With the command, the innodb history list length was a very large number (>1mil) and keeps going up. A check with our test and production databases show that the length goes at most to a few hundred and drops back down — a significant difference. Restarting the database doesn’t help.


This showed us we had 16 XA transactions, that were started 2 days ago, but never committed or rolled back. They are not locked, so their trx_mysql_thread_id is 0. We immediately linked the causes together. Stuck XA transactions -> history list growing.


According to mysql docs, this command can rollback the XA transactions. The user comment was especially helpful on how to reproduce the xid, reproduced verbatim here:

To rollback the transaction, first get its xid:

mysql> xa recover;

| formatID | gtrid_length | bqual_length | data                                                       |
|   131075 |           30 |           28 | 1-a00640d:c09d:4ac454ef:b284c0a00640d:c09d:4ac454ef:b284c2 |
1 row in set (2.13 sec)

The xid is present in this output, but you have to perform a little string manipulation to get it. The format of a xid is: gtrid,bqual,formatID. The column 'data' contains a concatenation of 'gtrid' and 'bqual'. The columns 'gtrid_length' and 'bqual_length' specify how many bytes each of these values uses; use them to split apart 'data'. In this example, the result is:

mysql> xa rollback '1-a00640d:c09d:4ac454ef:b284c0','a00640d:c09d:4ac454ef:b284c2',131075;

ERROR 1402 (XA100): XA_RBROLLBACK: Transaction branch was rolled back

The tricky part here was that, my data had binary characters, which I couldn’t directly copy and paste in the MySQL Workbench. I couldn’t bear to write a program to read the value and write it back either, so I was poking around for solutions on that. From the same mysql doc page,

gtrid and bqual must be string literals, each up to 64 bytes (not characters) long. gtrid and bqual can be specified in several ways. You can use a quoted string ('ab'), hex string (0x6162, X'ab'), or bit value (b'nnnn').

Good, I could write the xid in hex. So I right-clicked the data column, and “Open Value in Viewer”. In the binary tab I copied down the hex values and reconstructed the xid as described by the helpful comment.

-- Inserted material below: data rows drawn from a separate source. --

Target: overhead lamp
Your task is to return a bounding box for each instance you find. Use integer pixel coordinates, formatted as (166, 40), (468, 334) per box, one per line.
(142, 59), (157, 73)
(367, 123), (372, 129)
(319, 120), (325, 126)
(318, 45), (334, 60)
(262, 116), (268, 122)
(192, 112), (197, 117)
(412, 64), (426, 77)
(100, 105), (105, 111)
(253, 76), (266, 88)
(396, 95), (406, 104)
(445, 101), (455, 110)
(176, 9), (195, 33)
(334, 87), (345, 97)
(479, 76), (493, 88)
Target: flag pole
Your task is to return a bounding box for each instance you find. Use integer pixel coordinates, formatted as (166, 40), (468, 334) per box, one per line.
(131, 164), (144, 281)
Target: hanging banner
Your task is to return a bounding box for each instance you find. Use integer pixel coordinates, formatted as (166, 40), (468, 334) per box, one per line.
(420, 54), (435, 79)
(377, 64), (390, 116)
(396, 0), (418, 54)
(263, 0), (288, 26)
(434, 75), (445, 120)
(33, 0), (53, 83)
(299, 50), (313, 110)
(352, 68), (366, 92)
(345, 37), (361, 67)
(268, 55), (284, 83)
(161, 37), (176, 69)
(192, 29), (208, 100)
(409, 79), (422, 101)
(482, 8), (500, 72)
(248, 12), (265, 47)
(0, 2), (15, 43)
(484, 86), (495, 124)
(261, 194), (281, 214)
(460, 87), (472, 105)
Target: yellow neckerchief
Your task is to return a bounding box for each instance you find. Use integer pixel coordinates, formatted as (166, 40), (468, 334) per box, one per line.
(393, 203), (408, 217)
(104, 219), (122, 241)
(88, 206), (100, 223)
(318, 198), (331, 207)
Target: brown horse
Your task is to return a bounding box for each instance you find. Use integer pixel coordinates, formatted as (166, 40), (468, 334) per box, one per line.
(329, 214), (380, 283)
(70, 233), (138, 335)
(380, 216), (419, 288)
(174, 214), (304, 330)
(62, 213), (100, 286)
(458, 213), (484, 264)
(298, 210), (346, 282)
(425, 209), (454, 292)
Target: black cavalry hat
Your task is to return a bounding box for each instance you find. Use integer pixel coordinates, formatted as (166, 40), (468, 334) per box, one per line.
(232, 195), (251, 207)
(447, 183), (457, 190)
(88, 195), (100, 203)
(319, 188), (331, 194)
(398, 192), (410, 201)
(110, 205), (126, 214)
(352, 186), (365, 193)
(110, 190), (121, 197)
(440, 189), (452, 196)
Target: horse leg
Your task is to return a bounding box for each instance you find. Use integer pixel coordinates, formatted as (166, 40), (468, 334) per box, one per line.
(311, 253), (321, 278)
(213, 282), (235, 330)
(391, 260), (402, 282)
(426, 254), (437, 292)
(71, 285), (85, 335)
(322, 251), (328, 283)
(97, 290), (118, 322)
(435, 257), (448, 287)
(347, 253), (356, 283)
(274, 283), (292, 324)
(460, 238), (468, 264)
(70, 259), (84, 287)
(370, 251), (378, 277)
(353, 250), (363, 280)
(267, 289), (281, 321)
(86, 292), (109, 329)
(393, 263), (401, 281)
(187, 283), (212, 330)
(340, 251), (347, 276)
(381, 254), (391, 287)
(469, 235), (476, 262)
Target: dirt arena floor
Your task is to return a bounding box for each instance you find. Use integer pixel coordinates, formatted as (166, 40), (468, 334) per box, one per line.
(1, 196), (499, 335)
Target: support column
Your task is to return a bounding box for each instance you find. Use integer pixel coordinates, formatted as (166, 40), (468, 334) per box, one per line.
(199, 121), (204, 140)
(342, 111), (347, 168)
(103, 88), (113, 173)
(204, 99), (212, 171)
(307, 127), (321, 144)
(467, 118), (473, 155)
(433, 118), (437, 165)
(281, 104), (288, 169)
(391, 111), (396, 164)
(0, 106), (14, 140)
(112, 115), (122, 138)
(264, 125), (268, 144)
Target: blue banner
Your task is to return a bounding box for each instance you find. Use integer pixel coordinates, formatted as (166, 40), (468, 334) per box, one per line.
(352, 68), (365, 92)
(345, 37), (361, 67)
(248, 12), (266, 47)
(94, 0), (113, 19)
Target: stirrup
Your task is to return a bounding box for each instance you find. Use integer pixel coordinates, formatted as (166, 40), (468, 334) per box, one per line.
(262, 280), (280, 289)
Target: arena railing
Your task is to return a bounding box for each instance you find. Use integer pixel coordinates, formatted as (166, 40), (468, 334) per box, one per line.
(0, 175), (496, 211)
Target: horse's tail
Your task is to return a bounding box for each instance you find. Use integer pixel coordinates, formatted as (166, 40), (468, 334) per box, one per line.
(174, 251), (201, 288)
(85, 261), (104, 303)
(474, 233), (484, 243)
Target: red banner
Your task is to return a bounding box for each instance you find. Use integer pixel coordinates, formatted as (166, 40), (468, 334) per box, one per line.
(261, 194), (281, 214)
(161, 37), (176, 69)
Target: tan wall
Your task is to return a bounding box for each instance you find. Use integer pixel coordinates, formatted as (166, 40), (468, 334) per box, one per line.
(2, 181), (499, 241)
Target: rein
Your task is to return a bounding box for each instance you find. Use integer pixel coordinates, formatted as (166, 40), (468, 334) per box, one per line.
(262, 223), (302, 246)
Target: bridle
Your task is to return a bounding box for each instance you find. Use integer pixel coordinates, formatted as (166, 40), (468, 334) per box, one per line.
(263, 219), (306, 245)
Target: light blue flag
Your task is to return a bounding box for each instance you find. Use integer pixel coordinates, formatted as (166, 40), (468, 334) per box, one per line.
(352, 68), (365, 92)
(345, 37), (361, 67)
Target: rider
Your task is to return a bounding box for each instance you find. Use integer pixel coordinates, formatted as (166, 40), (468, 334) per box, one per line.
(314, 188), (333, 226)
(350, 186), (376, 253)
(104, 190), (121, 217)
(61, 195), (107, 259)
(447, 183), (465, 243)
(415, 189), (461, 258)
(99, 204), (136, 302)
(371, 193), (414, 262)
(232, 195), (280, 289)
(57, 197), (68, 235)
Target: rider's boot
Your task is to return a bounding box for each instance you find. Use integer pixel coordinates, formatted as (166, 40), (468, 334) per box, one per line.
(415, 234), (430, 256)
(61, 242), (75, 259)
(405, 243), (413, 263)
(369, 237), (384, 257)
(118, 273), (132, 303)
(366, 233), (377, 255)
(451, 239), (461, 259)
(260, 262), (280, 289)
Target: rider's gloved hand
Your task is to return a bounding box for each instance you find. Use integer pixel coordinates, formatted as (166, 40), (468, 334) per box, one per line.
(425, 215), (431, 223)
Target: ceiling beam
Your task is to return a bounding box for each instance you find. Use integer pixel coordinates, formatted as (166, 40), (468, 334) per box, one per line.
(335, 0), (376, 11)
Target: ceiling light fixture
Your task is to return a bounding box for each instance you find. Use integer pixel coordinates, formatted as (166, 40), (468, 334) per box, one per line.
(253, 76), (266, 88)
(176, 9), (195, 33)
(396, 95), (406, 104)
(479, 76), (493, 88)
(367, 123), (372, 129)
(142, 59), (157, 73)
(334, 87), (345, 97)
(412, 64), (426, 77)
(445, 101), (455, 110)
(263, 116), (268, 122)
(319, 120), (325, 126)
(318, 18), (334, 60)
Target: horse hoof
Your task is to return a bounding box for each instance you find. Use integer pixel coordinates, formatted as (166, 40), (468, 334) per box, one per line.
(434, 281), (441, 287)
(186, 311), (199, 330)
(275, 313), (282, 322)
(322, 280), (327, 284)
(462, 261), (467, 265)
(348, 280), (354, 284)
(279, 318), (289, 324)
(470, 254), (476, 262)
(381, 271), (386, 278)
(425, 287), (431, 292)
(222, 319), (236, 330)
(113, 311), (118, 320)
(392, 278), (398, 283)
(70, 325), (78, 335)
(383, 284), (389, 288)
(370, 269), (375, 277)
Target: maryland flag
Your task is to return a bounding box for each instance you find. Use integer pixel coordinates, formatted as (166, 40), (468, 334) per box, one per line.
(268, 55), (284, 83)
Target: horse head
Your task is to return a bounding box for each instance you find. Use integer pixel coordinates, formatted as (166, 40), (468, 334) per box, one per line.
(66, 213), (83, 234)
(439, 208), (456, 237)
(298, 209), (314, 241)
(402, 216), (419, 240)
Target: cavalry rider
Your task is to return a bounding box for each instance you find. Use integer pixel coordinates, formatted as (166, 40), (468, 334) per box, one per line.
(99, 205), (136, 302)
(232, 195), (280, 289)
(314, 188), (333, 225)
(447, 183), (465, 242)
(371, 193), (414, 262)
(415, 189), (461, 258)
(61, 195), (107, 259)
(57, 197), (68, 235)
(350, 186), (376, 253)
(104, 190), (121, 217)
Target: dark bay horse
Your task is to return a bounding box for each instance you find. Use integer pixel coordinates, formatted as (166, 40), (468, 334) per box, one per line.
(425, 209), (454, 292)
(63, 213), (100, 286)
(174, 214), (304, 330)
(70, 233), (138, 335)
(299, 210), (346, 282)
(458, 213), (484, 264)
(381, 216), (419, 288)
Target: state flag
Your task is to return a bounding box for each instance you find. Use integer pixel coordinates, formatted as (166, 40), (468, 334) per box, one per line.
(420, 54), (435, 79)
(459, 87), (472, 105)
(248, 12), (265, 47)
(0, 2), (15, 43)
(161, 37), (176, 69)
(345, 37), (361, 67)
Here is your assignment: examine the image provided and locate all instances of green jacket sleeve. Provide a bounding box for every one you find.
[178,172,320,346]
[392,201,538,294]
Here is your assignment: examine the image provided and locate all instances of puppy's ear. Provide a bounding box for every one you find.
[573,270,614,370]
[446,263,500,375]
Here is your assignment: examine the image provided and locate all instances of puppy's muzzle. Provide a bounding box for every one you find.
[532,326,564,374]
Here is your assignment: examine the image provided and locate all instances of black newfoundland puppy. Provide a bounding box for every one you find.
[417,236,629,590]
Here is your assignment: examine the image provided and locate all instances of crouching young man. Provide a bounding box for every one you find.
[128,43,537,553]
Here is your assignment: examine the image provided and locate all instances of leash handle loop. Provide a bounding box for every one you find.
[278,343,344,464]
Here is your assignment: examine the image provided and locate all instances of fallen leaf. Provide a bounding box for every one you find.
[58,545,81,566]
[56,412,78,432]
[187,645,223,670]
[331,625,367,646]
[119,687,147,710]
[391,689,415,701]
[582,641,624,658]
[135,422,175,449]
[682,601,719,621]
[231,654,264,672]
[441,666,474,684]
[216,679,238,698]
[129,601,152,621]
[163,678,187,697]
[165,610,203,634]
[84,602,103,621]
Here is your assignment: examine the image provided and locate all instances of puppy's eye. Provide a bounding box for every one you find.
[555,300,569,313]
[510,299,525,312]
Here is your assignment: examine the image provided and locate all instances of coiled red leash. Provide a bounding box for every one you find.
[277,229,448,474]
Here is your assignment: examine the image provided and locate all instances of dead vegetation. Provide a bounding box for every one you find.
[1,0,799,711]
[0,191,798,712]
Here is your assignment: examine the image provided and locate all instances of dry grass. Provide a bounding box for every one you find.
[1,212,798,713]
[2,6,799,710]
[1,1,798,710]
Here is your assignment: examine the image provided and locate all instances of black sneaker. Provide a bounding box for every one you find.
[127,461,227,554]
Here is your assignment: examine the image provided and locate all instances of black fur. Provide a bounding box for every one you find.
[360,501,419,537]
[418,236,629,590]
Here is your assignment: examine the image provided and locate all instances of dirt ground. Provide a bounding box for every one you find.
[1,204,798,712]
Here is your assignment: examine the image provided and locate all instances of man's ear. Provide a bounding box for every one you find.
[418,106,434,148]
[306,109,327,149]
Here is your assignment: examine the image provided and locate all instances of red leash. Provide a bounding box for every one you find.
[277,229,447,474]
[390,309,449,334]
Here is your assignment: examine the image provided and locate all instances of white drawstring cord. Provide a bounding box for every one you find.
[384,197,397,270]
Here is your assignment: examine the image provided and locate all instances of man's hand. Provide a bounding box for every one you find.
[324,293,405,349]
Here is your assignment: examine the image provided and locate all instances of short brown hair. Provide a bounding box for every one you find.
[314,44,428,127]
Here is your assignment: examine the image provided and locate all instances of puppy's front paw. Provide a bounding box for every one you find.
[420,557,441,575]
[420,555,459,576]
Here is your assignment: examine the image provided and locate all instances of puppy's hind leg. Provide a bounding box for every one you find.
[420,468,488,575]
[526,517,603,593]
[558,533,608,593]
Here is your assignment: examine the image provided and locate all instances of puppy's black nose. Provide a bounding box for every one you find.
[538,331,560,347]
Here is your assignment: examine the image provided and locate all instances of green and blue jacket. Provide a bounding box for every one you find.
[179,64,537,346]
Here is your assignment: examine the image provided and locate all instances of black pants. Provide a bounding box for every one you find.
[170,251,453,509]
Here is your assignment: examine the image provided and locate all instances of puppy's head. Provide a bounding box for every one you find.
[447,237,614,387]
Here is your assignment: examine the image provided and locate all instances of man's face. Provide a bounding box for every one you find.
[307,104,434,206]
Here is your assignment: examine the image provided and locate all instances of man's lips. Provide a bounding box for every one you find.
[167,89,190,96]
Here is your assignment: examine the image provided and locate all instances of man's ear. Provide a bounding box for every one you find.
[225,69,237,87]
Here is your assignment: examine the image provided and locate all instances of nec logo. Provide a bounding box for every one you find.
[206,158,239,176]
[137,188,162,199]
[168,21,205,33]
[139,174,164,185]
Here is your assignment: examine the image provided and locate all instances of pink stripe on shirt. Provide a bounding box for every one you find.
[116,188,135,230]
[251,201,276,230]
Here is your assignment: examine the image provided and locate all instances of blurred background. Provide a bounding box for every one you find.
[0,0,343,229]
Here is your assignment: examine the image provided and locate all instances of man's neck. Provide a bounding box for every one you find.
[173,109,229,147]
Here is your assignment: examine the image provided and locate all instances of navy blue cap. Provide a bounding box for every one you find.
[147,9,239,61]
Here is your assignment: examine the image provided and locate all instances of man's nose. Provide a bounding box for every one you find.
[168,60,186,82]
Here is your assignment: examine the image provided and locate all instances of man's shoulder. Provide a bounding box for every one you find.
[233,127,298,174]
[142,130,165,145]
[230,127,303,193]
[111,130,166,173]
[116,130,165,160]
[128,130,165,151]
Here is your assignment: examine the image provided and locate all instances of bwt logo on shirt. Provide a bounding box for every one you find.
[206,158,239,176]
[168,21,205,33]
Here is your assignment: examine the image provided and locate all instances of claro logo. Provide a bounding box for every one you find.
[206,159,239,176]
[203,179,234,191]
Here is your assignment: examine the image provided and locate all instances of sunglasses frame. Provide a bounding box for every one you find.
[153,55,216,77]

XA ROLLBACK X'7e3ae860eb21de21b84d392cb03bf8363b41482b9b1207f6e6823355012e91858c',X'526801e7500b06fd05a2f5882d20be19982a46aed4b6c26dc63887',4264851;

Viola, one by one the transactions were gone. Once the last one was rolled back, the history list started to decrease and behave in a similar pattern as our other databases, and the ibdata stopped growing at the crazy rate. The one last part I haven’t figured out is: how do I copy the hex values from MySQL Workbench, or how do I show the XA RECOVER data column in hex?